Tsipras piège l’aile gauche de Syriza

Grèce Le parti s’est scindé. Le premier ministre mise sur sa popularité

Alexis Tsipras, le premier ministre grec, a le goût du risque. A la suite de sa démission, des législatives devraient se tenir le 20 septembre en Grèce. Maintiendront-elles le leader de Syriza au pouvoir? C’est ce qu’affirme sa garde rapprochée alors que le quarantenaire gouverne aujourd’hui avec un parti divisé et une majorité réduite. Et ce huit mois à peine après le succès de son parti anti-austérité en janvier (36,34%).

C’est sur l’acceptation d’une nouvelle dose d’austérité et le maintien dans l’euro que se fracture Syriza. Cette dose correspond au lot de réformes accepté le 13 juillet par Alexis Tsipras à Bruxelles en échange d’un prêt permettant au pays de rester dans la zone euro. Un nouveau «mémorandum» validé par les créanciers du pays dans lequel sont inscrites les mesures à engager.

Objectif: 40% des voix

Cette ligne de fracture est apparue au fil des votes à la Vouli, le parlement grec. Le 14 août, le «mémorandum» est passé grâce aux voix de l’opposition – sociaux-démocrates du Pasok, conservateurs de Nouvelle Démocratie (ND), ou To Potami, un parti de centre droit créé ex nihilo avant les législatives. Seuls 118 des 162 députés de la majorité gouvernementale, alliant Syriza et Grecs indépendants (droite souverainiste), l’ont approuvé.

Alexis Tsipras ne peut plus gouverner mais «il ne peut pas non plus diriger avec le Pasok ou To Potami: il n’en a pas eu le mandat en janvier», explique le journaliste Yannis Androulidakis. Les élections «lui permettront de renouveler ce mandat, voire sa stratégie d’alliance même si Tsipras affirme qu’il ne veut gouverner avec aucun de ces deux partis». Un moyen, sans doute, d’obtenir le maximum de voix. Au sein de son cabinet, grâce à sa bonne cote de popularité, on prédit 40% des voix et la majorité absolue.

Tout dépend de l’opposition interne. «Nous sommes en contradiction avec notre mandat électoral et l’agenda social que nous avions fixé», soulignait au Temps, il y a peu, Kostas Issychos, ex-ministre délégué à la Défense. La scission est devenue effective. La faction la plus à gauche du parti Syriza a décidé de fonder un nouveau parti indépendant.

Nouveau parti

«Notre différence fondamentale avec la ligne d’Alexis Tsipras est que nous voulons supprimer les mémorandums, pas les gérer. C’est soit l’euro et les mémorandums, soit la rupture», déclare Stathis Kouvelakis. Membre du Comité central de Syriza, et du courant «plate-forme de gauche», il s’active aux côtés de l’ex-ministre du Redressement productif, Panayotis Lafazanis, à créer ce parti. Dans un pays qui aime les symboles, le nom en est un: Unité populaire, comme celui de Salvador Allende. Les mots d’ordre expriment les tensions au sein de Syriza: «Nous ne sommes pas le parti de la drachme, un parti ne se fonde pas sur une monnaie», poursuit Stathis Kouvelakis. Comme s’il décochait une flèche contre Tsipras qui, selon ses détracteurs, fait du maintien dans l’euro sa ligne gouvernementale. Deuxième flèche: «Nous devons mener des politiques qui correspondent à des besoins sociaux.»

Division à gauche

Ce nouveau parti, qui pesait 25 députés vendredi matin, puis 29 dans l’après-midi après de nouveaux ralliements, constitue le troisième groupe le plus important à la Vouli. Au total, 13 organisations comme Andarsia (extrême gauche) le forment.
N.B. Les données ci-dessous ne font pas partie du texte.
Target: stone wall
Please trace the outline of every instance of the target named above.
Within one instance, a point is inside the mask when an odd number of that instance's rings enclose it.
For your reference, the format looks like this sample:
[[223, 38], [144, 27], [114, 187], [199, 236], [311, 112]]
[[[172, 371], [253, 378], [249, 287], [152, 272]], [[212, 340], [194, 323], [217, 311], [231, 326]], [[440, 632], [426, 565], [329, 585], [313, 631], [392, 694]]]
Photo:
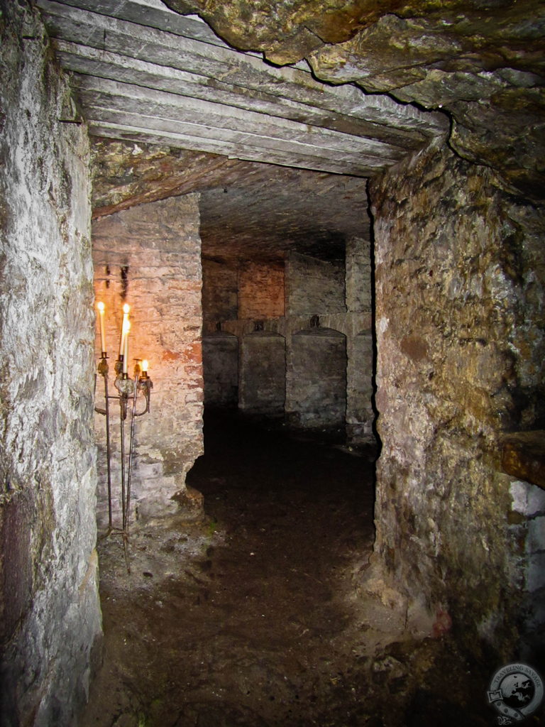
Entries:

«Tsipras perdra des voix de gauche», poursuit Yannis Androulidakis. Mais en organisant aussi rapidement les élections, il «prive son opposition interne du temps pour s’organiser. Or, elle subit elle-même conflits, malentendus, différences stratégiques, difficiles à dépasser aussi vite.» Il est, selon le journaliste, «impossible que les négociations aboutissent en dix jours: certaines personnes ne se sont pas parlé depuis dix ans!»

Quant à ND et au Pasok, ils ont terriblement chuté depuis 2010, discrédités par les effets des politiques menées, et n’ont plus de leader. Ils semblent sans danger immédiat pour Alexis Tsipras. Qui, après huit mois en place, reste la personnalité politique la plus populaire.